The variables (mp,cp,heap,jjp, jjhp) are in the "internal mem" (i.e., the stack BRAM) and are accessible from the Jave code using the native methods RdIntMem and WrIntMem, so we only need to worry about doing a "jmp invoke_main" with the mp in TOS. By examining the microcode, we see that "push mp. jmp invoke_main" is equivalent to "push mp[0], jmp invoke." and "invoke" is already a native method.
[edit] Integrating the OC_DDR project
I reverted to the OC_DDR project as a basis for my DDR. Plasma does not use DCMs, and therefore runs the DDR at 25Mhz, without the DLL, The manufacturer states that this mode is unsupported, so I decided to try to use DCMs and a 100Mhz clock. This requires interesting settings in hte UCF file and in other places. Initially, the 100Mhz clock is used only within the DDR controller. The rest of JOP runs at 50Mhz. Given my primitive understanding of VHDL and FPGA design, I decided to decompose the problem. First, I implemented the standaline DDR project: this worked. Then, I modified the standalone project to perform alternating reads and writes instead of continuous writes followed by continuous reads, since the original code did not make it clear how to terminate a command. Then, I moved the entire DDR test into my JOP FPGA, converting the LED output of the oc_ddr into a status word that is read via a interface. I worte a "bootloader" that reads this word and displayes it to the LEDs. This dummy simpcon interface within oc_ddr runs at 50Mhz while the rest runs at 100Mhz. This worked. This shows that all the elaborate DCM and UCF stuff was synthesized correctly even when the FPGA is much more fully populated that it was with the simple test, and that the JOP functionality and the DDR functionality are both functional. I can now implement and debug the real simpcon interface without worrying about these other issues. I wanted to isolate this step because I have never tried to bridge between two clock domains before.

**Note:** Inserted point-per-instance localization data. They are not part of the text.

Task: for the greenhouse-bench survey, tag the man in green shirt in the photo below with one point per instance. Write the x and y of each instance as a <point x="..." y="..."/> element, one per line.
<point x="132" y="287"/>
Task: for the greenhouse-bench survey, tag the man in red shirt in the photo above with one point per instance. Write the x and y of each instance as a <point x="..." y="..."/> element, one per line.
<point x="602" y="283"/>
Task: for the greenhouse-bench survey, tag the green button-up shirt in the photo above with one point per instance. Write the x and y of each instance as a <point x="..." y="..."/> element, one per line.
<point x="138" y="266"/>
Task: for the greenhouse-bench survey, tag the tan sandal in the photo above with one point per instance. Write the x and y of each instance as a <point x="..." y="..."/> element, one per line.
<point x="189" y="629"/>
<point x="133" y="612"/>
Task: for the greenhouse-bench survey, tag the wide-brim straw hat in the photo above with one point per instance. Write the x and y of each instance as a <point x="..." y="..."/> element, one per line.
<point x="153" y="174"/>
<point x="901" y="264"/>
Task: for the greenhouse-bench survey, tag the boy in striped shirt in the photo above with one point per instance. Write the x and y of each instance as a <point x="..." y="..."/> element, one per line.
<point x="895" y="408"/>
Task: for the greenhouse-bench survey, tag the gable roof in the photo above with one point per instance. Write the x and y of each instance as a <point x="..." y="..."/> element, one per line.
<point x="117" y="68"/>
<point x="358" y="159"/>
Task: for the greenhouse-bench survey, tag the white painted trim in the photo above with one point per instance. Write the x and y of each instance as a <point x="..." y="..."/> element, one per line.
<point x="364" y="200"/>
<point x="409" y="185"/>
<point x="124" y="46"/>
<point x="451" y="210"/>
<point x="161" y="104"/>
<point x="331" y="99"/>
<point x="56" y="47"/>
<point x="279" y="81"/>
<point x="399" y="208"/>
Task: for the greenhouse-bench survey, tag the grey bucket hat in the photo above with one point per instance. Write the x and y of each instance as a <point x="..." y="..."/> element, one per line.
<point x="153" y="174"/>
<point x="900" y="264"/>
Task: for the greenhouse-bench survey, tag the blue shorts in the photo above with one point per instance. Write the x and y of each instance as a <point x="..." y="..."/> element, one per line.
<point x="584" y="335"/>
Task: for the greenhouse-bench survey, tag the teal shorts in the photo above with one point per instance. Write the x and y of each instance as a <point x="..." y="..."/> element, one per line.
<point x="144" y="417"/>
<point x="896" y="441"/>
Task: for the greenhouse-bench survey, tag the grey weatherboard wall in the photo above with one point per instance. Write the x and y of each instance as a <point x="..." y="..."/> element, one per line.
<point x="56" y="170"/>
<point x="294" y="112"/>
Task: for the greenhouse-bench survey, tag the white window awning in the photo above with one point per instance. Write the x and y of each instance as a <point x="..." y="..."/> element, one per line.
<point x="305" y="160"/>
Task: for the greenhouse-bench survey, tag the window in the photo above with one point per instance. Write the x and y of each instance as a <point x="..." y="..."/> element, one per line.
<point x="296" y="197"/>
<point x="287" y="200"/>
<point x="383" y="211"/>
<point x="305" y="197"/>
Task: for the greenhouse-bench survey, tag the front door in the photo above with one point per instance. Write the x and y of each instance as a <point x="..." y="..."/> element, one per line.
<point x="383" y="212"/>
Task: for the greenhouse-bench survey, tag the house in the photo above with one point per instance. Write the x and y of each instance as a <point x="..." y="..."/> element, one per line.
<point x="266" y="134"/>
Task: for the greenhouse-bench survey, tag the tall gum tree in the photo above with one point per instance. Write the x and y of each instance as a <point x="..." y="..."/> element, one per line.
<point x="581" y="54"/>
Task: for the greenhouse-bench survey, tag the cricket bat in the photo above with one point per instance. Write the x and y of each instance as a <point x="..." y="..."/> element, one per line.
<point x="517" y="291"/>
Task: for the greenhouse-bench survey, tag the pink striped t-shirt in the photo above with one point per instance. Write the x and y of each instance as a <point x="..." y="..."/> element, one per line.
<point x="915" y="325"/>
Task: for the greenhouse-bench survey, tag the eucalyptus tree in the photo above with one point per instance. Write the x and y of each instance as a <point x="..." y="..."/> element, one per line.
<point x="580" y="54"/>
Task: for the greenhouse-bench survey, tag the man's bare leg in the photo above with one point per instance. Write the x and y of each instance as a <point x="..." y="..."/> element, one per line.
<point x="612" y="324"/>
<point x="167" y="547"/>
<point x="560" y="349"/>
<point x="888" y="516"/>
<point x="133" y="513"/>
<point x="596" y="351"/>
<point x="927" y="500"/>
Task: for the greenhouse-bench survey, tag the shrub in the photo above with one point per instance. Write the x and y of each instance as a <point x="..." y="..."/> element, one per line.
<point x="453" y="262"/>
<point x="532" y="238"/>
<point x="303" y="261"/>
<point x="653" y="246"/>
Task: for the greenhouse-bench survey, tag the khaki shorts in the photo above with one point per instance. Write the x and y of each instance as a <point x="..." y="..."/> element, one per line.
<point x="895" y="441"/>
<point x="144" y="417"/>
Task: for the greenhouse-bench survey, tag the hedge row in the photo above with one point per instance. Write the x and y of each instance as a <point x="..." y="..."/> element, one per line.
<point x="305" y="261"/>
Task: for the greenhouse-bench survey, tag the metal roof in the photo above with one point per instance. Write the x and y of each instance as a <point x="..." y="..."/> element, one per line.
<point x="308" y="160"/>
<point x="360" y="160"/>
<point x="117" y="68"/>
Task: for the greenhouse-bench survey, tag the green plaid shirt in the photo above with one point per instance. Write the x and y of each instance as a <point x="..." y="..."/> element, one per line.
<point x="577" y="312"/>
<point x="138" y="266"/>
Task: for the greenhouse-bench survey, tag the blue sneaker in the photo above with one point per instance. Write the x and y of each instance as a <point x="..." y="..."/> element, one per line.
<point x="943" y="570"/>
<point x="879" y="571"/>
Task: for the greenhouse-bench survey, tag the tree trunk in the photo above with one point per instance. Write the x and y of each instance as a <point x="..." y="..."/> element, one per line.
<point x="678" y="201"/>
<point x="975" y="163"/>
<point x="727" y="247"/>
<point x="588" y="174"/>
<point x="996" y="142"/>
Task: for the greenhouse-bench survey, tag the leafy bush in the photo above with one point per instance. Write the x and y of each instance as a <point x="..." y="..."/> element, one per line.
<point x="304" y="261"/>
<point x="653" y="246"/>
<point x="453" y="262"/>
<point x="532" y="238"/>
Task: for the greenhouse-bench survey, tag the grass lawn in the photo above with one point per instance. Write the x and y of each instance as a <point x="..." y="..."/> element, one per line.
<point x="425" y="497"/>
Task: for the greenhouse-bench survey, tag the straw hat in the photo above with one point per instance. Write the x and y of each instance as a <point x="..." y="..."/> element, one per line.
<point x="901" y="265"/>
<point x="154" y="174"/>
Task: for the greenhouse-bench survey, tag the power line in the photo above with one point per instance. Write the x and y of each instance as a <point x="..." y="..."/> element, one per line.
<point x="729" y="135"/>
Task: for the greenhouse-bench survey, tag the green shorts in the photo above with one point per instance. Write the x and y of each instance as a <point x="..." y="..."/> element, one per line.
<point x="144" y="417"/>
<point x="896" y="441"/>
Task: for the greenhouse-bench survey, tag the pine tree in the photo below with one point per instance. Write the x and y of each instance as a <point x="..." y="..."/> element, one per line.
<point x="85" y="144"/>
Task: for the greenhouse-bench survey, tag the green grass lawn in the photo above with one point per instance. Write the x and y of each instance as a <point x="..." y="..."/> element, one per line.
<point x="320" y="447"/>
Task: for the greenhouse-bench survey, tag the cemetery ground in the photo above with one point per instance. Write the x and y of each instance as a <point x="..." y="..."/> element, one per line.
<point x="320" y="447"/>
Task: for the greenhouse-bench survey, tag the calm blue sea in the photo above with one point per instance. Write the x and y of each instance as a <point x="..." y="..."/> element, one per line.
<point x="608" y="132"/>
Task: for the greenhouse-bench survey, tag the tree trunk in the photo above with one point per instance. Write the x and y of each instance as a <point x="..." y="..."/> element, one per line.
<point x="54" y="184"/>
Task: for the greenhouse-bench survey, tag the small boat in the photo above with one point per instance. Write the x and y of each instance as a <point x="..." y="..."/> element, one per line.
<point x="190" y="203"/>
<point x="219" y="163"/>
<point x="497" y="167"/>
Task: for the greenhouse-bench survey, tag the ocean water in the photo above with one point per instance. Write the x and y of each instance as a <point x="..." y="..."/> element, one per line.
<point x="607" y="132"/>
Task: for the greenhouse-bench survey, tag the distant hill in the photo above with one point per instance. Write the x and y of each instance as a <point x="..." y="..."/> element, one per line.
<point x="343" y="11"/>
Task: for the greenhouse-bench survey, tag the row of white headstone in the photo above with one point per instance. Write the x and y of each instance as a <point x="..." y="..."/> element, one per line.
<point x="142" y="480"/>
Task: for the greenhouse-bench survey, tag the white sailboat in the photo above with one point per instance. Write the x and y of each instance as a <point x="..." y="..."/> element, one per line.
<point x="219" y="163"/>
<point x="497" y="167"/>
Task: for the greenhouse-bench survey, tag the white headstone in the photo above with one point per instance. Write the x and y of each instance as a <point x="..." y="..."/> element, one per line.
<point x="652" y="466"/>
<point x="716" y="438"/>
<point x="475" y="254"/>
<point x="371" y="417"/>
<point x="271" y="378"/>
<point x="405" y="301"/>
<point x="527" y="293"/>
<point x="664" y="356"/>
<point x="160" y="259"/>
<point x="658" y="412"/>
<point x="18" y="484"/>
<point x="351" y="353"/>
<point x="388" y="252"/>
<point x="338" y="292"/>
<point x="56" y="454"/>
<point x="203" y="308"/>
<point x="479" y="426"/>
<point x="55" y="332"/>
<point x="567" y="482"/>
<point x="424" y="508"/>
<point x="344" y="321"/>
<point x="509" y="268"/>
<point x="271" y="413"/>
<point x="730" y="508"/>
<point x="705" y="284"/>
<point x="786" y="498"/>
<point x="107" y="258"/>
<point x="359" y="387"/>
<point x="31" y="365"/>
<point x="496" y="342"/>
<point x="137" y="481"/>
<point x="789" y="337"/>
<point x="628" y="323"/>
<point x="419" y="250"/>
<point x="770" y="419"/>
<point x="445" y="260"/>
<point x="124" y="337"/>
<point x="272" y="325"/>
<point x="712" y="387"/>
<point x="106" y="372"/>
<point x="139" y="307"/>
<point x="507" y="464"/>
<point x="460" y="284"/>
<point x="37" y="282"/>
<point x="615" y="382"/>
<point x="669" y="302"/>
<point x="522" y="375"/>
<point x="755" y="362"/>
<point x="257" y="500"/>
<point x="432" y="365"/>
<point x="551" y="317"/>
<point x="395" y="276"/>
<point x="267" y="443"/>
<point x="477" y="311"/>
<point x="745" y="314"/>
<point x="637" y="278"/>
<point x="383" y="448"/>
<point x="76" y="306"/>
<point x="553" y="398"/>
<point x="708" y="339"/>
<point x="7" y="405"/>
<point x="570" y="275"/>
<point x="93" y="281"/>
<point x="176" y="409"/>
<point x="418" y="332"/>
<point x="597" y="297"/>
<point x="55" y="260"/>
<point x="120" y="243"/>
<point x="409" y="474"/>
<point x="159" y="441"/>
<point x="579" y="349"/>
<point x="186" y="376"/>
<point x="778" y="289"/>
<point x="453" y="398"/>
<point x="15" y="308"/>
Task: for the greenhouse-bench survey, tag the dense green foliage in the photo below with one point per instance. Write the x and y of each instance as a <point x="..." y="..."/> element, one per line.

Since the internal DDR interface timing is not well documented, I derived it by experiment, coed analysis, and observation. The result is extremely conservative and is therefore quite slow,with no attempt at pipelining. I intend to get teh simpcon interface working before I try to optimize it.
[edit] Clock domain crossing
I continue to struggle with the DDR interface. My various random solutions are failing, and I'm reasonably sure the problem relates to crossing the clock domain boundary. I finally decided to search the web, and I found many refrences to a circuit called "the flancter," by Rob Weinstein. I'm reasonably sure I am properly registering the actual data, so I only need a single "my turn, your turn" signal, and the flancter appears to provide this nicely, so I will try this. If I can eventually speed JOP up to at least 70Mhz, I can shift to a synchronous design avoid the problem, but the asynchronous approach is more flexible adn I hope it will let be get operational.
In sober consderation. I may be able to just use a single flip-flop: set it on the rising edge of the simpcon "set" signal, and clear it based on the level of the oc_ddr "clear" signal. This works because the handshake is quite long in this design, so the two transitons will never occur during a single cycle of either machine. I wil try this first, andmove to the flancter only if needed.